After several minor arrests, in his late teens, he was arrested for selling crack and served ten months in prison in North Carolina. He had his first child, T'Yanna, shortly after his release.
Rumor has it that Sean (Puffy) Combs had to push Biggie to get him to stop selling drugs after Biggie accepted a record deal for Ready to Die. Biggie legendarily left a North Carolina drug house a day before it was raided by police and returned to New York at Combs' urging, a narrow miss that could have changed his entire career.
It was all a dream
I used to read Word Up! magazine
Word Up! was one of the first popular magazines to focus on hip-hop culture.
Deep ThoughtBiggie spent his childhood days admiring the likes of Marley Marl, and other late 1980s and early 1990s rap stars.
Just as Biggie came of age, hip-hop hit the mainstream, and the possibility of becoming a big-time star became a little more real for dreaming teens like Biggie.
Time to get paid, blow up like the World Trade
Wait, what? This was 1994—seven years before the World Trade Center collapsed in the infamous September 11th, 2001 attacks.
Deep ThoughtBiggie was living in a pre-9/11 world, but another fact sometimes gets lost in history: The World Trade Center was the target of a bombing in 1993.
Saddam Hussein, then struggling under harsh U.S. sanctions on Iraq, was a suspected supporter of the bombings. But alas, it was later discovered that the bombers were independent actors, associates of the Al-Qaeda network that came back to haunt those very same buildings in 2001.
But this wasn't the last time that Saddam Hussein was associated with attacks on the World Trade Center.
Remember when I used to eat sardines for dinner
Biggie's Mom, Voletta Wallace, insists that the family may not have been rich, but they weren't dirt poor the way Biggie describes them.
Deep ThoughtBiggie's father left when he was young, and Voletta, an immigrant from Jamaica, raised Biggie alone.

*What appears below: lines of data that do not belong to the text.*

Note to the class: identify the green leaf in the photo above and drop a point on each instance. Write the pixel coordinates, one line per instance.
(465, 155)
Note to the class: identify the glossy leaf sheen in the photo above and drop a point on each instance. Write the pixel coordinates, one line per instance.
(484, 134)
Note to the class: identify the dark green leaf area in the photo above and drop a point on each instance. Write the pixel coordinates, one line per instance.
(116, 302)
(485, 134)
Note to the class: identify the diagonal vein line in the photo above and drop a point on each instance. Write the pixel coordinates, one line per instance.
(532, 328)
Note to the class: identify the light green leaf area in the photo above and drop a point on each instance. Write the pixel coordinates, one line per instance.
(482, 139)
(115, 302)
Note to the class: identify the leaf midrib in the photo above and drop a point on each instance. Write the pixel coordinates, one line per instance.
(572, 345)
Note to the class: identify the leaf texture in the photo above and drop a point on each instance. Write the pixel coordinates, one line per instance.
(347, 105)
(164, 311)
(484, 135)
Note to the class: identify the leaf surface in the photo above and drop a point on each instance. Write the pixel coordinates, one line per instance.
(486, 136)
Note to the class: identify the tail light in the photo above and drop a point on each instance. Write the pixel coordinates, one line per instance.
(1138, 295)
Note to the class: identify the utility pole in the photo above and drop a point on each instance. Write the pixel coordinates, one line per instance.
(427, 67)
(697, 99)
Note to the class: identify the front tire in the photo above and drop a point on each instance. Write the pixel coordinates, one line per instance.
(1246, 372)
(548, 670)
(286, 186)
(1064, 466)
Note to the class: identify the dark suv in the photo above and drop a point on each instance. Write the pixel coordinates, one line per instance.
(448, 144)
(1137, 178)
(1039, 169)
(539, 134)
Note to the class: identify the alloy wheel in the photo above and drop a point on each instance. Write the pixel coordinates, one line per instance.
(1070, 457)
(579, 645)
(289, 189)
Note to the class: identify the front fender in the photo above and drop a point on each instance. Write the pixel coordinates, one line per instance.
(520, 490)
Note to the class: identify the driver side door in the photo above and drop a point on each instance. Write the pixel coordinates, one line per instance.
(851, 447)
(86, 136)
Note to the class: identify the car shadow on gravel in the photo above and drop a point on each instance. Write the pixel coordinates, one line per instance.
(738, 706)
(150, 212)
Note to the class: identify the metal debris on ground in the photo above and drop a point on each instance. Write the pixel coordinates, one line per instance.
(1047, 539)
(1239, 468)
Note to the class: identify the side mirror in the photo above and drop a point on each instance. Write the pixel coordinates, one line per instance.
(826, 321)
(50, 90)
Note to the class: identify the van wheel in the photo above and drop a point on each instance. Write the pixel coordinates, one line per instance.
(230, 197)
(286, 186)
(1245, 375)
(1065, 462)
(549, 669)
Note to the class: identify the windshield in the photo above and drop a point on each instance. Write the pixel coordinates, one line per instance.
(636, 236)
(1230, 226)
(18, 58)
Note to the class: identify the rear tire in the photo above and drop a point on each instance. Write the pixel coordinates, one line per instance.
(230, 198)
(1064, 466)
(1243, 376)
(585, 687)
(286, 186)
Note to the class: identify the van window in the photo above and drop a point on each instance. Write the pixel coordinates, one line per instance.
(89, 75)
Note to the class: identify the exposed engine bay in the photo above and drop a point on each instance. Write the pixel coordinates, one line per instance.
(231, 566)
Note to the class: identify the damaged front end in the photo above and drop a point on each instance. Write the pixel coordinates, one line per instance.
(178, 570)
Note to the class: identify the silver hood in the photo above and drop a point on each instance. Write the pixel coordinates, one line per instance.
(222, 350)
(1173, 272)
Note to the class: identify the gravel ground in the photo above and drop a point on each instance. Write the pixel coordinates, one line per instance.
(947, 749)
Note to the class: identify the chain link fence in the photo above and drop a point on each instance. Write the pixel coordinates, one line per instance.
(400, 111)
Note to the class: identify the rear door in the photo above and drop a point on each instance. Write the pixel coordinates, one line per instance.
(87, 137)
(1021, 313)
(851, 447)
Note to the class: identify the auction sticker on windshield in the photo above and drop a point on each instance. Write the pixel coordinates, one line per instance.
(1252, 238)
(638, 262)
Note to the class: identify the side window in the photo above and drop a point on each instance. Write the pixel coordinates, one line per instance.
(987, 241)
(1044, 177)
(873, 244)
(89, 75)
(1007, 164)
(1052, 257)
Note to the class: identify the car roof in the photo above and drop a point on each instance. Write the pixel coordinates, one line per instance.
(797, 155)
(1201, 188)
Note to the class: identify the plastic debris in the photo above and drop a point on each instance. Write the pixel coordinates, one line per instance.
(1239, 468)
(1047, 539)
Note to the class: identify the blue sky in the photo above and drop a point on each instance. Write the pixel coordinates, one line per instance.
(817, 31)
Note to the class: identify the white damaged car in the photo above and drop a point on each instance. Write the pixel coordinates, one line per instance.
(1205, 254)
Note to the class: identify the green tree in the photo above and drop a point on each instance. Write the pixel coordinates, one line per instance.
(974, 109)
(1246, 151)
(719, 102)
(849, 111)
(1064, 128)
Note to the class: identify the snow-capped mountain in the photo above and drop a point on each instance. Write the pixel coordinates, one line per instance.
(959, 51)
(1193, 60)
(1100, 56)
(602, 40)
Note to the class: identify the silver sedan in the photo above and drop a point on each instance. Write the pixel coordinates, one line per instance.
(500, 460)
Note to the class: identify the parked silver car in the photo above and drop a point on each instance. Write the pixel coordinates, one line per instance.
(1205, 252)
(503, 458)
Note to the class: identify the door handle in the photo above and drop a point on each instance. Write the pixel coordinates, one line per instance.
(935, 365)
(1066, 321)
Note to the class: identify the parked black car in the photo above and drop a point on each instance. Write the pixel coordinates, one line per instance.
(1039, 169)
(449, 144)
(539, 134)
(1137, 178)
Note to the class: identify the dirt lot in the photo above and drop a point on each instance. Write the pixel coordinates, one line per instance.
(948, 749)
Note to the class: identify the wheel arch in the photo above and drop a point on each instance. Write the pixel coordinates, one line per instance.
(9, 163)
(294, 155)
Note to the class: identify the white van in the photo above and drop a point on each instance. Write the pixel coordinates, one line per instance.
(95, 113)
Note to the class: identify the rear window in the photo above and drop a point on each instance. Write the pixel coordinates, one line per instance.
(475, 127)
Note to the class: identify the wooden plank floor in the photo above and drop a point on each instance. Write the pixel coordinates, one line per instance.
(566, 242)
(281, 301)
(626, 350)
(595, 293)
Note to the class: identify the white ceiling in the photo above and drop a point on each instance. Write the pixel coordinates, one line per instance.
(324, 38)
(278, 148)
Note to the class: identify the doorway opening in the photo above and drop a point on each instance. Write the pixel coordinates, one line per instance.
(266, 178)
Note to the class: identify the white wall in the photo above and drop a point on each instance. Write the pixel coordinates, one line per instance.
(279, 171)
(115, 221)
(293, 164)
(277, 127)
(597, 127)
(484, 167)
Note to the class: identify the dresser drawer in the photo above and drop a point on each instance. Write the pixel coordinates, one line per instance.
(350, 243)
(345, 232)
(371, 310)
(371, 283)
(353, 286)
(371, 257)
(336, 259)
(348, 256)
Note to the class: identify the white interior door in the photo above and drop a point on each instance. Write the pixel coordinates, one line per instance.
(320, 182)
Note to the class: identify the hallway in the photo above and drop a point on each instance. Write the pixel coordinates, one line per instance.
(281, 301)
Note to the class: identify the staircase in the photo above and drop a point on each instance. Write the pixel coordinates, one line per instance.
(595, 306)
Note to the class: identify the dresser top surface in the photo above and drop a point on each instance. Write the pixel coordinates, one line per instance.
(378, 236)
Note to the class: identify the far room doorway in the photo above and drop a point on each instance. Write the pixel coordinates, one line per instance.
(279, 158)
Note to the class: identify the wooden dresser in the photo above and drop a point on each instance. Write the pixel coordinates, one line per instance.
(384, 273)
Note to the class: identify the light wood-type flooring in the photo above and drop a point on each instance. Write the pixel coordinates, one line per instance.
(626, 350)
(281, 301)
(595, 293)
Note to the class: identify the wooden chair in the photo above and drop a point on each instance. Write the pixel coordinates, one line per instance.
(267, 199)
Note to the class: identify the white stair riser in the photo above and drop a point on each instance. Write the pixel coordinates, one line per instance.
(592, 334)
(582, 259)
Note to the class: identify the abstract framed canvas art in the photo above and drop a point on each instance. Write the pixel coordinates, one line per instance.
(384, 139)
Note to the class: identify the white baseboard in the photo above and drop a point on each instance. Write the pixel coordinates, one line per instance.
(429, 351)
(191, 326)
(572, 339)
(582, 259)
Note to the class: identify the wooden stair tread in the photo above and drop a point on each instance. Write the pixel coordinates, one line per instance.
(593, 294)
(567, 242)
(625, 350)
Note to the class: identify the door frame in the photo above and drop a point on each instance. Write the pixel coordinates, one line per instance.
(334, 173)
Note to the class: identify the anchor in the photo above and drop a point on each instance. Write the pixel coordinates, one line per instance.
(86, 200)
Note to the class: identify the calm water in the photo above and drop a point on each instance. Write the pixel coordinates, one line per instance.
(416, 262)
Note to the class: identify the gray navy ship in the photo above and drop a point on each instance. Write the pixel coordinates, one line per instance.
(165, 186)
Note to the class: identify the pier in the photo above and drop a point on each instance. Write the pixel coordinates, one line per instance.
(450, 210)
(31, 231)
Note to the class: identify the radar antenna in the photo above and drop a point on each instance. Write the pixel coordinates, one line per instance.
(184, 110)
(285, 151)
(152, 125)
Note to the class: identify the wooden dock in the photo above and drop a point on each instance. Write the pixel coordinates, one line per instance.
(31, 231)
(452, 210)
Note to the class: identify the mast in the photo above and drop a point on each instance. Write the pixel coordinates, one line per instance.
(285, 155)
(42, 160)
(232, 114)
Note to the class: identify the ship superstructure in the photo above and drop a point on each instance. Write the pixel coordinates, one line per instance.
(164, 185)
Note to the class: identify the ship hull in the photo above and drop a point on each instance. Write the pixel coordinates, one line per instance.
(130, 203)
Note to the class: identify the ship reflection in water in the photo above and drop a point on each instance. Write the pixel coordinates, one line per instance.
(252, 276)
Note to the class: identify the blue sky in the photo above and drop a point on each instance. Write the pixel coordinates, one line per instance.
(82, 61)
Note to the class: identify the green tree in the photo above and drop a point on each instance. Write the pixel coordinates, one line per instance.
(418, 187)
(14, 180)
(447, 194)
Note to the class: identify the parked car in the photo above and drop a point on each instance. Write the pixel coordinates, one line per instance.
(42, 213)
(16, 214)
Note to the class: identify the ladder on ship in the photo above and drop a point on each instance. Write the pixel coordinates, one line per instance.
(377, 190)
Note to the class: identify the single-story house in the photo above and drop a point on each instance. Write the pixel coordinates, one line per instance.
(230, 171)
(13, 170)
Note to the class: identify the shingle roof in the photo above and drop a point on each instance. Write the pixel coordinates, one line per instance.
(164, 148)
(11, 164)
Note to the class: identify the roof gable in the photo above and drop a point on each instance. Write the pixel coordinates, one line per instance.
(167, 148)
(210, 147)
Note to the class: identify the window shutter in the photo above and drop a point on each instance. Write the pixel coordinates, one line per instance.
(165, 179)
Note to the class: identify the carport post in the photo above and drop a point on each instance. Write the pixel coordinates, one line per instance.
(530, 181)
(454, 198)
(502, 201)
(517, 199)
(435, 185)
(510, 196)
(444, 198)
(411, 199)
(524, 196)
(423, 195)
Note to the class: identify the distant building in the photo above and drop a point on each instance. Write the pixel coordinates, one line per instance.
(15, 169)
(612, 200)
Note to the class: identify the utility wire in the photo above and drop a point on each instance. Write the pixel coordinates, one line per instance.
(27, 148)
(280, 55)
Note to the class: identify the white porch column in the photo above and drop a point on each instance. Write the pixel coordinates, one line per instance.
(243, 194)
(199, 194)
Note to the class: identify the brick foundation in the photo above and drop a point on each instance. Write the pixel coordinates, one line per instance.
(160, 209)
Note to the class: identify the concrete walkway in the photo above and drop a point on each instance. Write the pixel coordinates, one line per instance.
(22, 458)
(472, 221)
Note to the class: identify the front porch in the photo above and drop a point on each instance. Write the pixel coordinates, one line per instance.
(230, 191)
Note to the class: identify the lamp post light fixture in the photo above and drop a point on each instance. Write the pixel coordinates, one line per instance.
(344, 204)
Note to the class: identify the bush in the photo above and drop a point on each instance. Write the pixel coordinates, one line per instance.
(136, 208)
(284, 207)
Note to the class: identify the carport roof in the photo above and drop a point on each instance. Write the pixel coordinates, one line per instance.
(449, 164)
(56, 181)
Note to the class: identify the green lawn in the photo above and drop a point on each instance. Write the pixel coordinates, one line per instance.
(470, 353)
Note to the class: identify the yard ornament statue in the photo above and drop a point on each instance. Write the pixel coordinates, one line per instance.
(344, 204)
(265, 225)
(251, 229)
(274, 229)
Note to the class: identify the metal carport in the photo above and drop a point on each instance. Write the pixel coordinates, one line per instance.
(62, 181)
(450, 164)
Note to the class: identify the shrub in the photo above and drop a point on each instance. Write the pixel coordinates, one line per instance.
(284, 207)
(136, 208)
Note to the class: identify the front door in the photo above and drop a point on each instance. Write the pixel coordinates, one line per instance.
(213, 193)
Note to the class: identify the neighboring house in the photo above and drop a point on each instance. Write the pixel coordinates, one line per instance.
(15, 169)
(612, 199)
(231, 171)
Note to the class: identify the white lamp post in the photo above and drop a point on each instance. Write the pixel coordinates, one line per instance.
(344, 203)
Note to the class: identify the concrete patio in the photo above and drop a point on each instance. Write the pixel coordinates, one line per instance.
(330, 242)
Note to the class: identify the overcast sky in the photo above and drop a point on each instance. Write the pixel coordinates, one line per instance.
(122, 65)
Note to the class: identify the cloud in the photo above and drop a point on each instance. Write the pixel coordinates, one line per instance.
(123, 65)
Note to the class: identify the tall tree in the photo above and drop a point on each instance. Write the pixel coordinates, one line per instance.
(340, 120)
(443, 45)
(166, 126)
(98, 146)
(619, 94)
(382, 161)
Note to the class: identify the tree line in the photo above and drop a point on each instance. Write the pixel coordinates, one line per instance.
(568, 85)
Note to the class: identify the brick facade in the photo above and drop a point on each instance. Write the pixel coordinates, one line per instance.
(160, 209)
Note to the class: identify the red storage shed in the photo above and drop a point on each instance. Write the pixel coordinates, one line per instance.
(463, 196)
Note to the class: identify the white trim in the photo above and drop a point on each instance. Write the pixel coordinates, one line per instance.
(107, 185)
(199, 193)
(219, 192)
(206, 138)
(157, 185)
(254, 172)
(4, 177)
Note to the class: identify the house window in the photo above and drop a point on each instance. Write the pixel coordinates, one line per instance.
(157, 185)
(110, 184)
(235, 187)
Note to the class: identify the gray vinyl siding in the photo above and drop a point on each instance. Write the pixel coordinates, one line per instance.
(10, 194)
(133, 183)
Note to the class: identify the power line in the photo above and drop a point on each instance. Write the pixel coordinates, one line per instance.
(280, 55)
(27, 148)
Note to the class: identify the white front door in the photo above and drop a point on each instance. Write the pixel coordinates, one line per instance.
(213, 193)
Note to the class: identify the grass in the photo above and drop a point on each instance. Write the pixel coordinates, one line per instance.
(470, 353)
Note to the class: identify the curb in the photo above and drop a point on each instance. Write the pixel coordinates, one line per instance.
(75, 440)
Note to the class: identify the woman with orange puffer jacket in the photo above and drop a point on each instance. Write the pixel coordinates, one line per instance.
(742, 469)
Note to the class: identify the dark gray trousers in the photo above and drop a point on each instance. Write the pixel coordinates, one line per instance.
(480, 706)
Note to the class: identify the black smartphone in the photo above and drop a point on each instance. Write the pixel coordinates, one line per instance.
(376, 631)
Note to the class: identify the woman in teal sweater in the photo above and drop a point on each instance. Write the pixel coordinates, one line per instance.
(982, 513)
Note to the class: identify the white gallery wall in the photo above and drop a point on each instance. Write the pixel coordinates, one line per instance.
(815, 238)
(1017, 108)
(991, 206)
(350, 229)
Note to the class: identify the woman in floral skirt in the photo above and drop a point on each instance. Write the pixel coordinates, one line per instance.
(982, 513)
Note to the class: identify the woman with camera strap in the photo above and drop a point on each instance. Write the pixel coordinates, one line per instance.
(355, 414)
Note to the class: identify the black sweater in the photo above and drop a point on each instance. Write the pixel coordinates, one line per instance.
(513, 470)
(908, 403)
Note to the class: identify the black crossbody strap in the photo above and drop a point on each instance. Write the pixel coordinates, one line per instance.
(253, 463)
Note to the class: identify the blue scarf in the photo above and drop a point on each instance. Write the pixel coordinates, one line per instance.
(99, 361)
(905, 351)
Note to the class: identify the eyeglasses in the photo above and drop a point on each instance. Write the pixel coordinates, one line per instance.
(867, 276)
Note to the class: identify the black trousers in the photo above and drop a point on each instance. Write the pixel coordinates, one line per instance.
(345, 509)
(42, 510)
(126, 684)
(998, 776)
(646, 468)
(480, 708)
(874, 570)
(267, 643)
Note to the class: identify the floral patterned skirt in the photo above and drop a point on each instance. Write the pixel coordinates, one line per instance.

She worked as a schoolteacher and was able to send Biggie to a private (Catholic) middle school.
Although she has never commented on the question of sardines for dinner, she says they always had food on the table and insists that any talk about a one-room shack is exaggeration on Biggie's part. (Source)
I made the change from a common thief
To up close and personal with Robin Leach
Robin Leach was an icon of the late 1980s and '90s for his television show, Lifestyles of the Rich and Famous.
Deep ThoughtThis was back before virtually all TV was focused on lifestyles of the rich and famous (or, alternately, on common thieves).
Super Nintendo, Sega Genesis
When I was dead broke, man I couldn't picture this
Super Nintendo was to 1990 what the Wii was to 2006.
Deep ThoughtSega Genesis was a similarly coveted 1990 release. One scholar also called the rivalry between Nintendo and Sega "one of the fiercest console wars in video game history" (source, 431)—a pleasantly ridiculous distinction, if you ask us.
Biggie's point? Not related to fierce console wars. He just wants us to know that, although he wasn't about to sell crack on the streets in order to buy a Sega Genesis, success as a rapper is granting him access to material goods he never dreamed of.
Now my mom pimps a Ac' with minks on her back
Christopher Wallace loved his mom.
Deep ThoughtBiggie—so called because he was called "Big" as a kid—lived with his mother in Fort Green, Brooklyn until he turned 20 (although plenty of reports place them in Bedford-Stuyvesant, Jay-Z's home neighborhood, this is a slight inaccuracy often played up by Biggie).
One of the first things he did after his rap career took off was to buy his mom a new place in the Park Slope neighborhood of Brooklyn. Apparently he also bought her an Acura and some nice furs.